The reason we're all using (or pretending to use) LLMs now is not because they're good. It's almost entirely unrelated.

mvr123456

a day ago

Looking at LLMs as a less-than-completely-reliable compiler is a good idea, but it's misleading to think of them as natural-language-to-implementation compiler because they are actually an anything-to-anything compiler.

If you don't like the results or the process, you have to switch targets or add new intermediates. For example instead of doing description -> implementation, do description -> spec -> plan -> implementation

raw_anon_1111

20 hours ago

> My stance has been pretty rigid for some time: LLMs hallucinate, so they aren’t reliable building blocks. If you can’t rely on the translation step, you can’t treat it as a serious abstraction layer because it provides no stable guarantees about the underlying system.

This is technically true. But unimportant. When I write code in a higher level language and it gets compiled to machine code, ultimately I am testing statically generated code for correctness. I don’t care what type of weird tricks the compiler did for optimizations.

How is that any different than when someone is testing LLM generated C code?

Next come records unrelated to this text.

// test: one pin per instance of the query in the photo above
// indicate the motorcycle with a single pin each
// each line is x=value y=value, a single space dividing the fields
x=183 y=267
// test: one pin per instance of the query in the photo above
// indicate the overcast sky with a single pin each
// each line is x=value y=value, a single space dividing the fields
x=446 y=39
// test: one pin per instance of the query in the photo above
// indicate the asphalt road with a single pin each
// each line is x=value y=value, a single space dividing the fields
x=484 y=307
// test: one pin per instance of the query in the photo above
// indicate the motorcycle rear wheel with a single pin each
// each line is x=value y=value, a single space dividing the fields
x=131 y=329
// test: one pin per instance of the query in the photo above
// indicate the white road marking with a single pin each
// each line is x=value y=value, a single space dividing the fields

I’m still testing C code that isn’t going to magically be changed by the LLM without my intervention anymore than my C code is going to be changed without my recompiling it.

On this latest project I was on, the Python generated code by Codex was “correct” with the happy path. But there were subtle bugs in the distributed locking mechanics and some other concurrency controls I specified. Ironically, those were both caught by throwing the code in ChatGPT in thinking mode.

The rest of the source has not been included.